“主公,成了!跟紧他们,直插许枫的伏击圈——咱们的困局,这就破了!”荀攸唇角微扬,目光掠过前方溃散奔逃的丹阳兵马与曹豹那歪斜晃荡的背影,心头一阵轻快。
天意难料啊。
许枫这盘棋,步步咬死,严丝合缝:佯退诱敌、围而不歼、层层收网……曹操与兗州军已被逼到徐州海边,不出三日,必成瓮中之鱉,等著被一锅端。可谁想到,半道杀出个曹豹,真如雪夜送炭——这对手太够意思了!不光来得及时,涨我军士气;待会儿更主动替咱们撞开青州军的铁桶阵——福气来得太猛,荀攸几乎要揉揉眼睛,怕是看岔了。
“公达啊,这人生起落,真是全凭老天爷掷骰子!”曹操朗声一笑,眉宇间儘是劫后余生的鬆弛。
若曹豹不来?若他稍有点脑子?若丹阳兵真肯听他调遣?那后果不堪设想。眼下这绝处逢生的局面,非人力可谋,纯属老天开眼——大起大落,不过如此。
“是啊,命数使然。主公的路,不该断在这片泥地里。”荀攸含笑应道。所谓命运,说穿了就是事后找补的由头;他心里清楚,这一仗侥倖居多——青州军仓促入境,压根没跟徐州那边通气。

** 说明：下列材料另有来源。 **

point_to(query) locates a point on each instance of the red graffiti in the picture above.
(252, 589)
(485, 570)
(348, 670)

倘若许枫提前派人登门,一句“曹將军且按兵不动,只作壁上观”,或乾脆让丹阳兵自己来、不塞个草包主帅进去……那此刻曹操怕已掉头拼死反扑。魏国存亡,真就悬於一线之间。
“全军听令:衔尾追击!不砍不射,不逼不扰——只跟著他们,直到衝出包围圈——回家!”曹操声音洪亮,字字砸进將士耳中。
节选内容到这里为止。